With our last post in this series, we will be taking a look at the death of the man who came to be known as the unofficial videographer of the Uprising. So, who was Bassem Masri, and how did he end up unresponsive on a bus in the years after the uprising? Let’s Explore.
Who Was Bassem?
Bassem was well-known within the community of Ferguson and St. Louis. He was a passionate, fearless, and intense person when it came to injustice, but he was also known to be funny, compassionate and kind. When there were lulls in between tense moments at demonstrations, he was known to have engaging and thought-provoking conversations with his fellow protestors.
How Was Bassem Involved With the Uprising?
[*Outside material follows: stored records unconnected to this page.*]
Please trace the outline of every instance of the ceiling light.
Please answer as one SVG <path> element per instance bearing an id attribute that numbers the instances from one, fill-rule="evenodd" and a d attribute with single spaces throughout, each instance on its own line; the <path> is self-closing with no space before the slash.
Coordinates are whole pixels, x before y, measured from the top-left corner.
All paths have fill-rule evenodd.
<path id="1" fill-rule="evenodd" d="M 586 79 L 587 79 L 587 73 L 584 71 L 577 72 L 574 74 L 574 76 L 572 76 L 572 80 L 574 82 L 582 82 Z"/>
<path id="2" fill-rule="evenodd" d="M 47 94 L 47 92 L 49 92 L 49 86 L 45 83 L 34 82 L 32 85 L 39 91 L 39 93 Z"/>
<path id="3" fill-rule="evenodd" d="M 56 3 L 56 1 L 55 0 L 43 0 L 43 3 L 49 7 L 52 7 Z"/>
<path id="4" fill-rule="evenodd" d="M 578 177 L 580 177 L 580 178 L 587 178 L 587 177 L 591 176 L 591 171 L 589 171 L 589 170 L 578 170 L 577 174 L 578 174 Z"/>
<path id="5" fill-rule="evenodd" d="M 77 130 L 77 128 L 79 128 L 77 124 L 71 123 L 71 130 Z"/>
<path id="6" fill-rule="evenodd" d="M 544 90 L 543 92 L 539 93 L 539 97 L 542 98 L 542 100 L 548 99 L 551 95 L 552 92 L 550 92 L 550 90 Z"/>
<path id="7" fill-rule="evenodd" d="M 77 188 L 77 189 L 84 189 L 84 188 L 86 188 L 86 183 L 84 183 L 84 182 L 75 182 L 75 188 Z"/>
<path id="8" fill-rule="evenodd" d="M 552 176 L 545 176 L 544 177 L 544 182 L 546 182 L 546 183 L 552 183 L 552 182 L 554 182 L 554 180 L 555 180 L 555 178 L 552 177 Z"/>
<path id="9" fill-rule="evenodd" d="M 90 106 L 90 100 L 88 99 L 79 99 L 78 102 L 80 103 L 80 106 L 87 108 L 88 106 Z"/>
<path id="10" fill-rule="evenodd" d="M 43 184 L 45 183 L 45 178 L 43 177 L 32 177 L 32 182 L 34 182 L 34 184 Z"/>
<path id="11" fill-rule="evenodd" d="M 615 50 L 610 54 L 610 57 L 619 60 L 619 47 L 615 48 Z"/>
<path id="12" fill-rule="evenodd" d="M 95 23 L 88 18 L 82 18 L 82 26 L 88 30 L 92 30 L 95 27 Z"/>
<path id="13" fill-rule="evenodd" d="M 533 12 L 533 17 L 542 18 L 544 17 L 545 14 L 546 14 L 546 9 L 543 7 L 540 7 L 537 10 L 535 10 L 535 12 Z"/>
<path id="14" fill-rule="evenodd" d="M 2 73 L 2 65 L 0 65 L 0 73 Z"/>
Bassem was a central figure in the Ferguson Uprising. He was front and center at many demonstrations, livestreaming the encounters to ensure that unbiased coverage was reaching the masses. He fought for justice and was committed to the cause. He got involved because, as a Muslim, he had been profiled and harassed by police before. The uprising itself apparently reminded him of similar demonstrations in his home country of Palestine. Despite the negatives of aligning himself with a cause – many other Muslims and Arab-Americans treated him poorly for becoming so active in the Black community – he was committed to fighting injustice.
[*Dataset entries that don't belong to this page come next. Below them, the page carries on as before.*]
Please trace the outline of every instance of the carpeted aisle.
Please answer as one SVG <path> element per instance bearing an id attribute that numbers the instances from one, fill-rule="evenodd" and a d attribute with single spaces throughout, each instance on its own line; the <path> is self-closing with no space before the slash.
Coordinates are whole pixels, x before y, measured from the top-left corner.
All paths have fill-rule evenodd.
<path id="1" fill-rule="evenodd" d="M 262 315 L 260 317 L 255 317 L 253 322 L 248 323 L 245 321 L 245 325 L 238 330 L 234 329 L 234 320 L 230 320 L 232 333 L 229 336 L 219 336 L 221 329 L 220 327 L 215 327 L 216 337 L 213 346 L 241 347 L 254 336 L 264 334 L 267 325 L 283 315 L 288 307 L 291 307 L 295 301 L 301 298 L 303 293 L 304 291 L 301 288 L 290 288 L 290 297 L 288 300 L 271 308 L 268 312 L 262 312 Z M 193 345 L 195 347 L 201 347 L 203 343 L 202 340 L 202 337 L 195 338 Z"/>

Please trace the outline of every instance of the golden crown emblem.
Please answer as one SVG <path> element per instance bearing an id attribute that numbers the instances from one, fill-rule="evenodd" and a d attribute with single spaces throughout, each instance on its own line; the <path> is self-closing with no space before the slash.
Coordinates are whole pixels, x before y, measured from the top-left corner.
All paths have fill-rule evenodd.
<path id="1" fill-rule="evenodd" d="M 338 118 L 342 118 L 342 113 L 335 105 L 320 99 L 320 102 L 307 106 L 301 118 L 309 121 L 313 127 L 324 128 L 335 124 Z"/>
On November 27, 2018, Bassem was found unresponsive on a bus in Bridgeton, Missouri. After CPR failed to rouse him, he was rushed to the hospital, where he was declared dead at 11:09 PM. His cause of death was ruled to be a heart attack, and a toxicology report revealed that he had died of a heart attack triggered by a fentanyl overdose.
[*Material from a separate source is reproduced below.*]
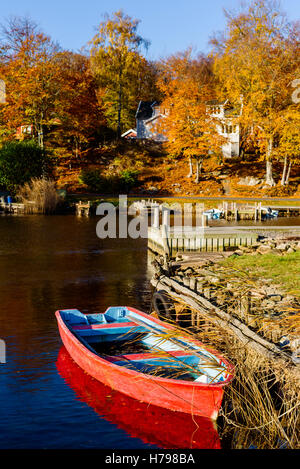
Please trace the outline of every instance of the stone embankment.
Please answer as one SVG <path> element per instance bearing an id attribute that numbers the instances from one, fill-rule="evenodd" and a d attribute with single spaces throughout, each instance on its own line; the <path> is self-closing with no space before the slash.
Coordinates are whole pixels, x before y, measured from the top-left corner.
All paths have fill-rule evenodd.
<path id="1" fill-rule="evenodd" d="M 242 340 L 264 349 L 275 358 L 281 355 L 300 363 L 300 298 L 287 293 L 273 279 L 258 278 L 222 261 L 231 256 L 286 256 L 300 250 L 299 237 L 264 238 L 251 247 L 234 252 L 178 254 L 166 262 L 157 258 L 152 284 L 166 292 L 175 303 L 190 308 L 190 321 L 203 318 L 229 327 Z M 180 314 L 176 315 L 180 322 Z M 246 339 L 245 339 L 246 337 Z"/>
To me, there is only one conclusion here – Bassem accidentally overdosed. It has been documented that he struggled with addiction in life, so the presence of drugs in and of itself is not suspicious. The question for most people is in regards to the Fentanyl those drugs were apparently cut with, and whether Bassem was deliberately given something cut with a deadly dose of Fentanyl on purpose. Is it possible that it was a deliberate act to quiet someone disseminating information about the uprising to the world? Sure, anything is possible. But what seems infinitely more possible is that some dealer cut with a heavy hand. Fentanyl is 50 to 100 times stronger than common street drugs, and because they are mixed together to “save” on costs of the more expensive stuff, it isn’t exactly measured for safeness. Synthetic opioids, like Fentanyl, were responsible for a huge spike in drug overdoses beginning around 2012. This is a huge part of the Opioid Crisis in the United States – and, unfortunately, it seems like Bassem’s death may be a part of this trend.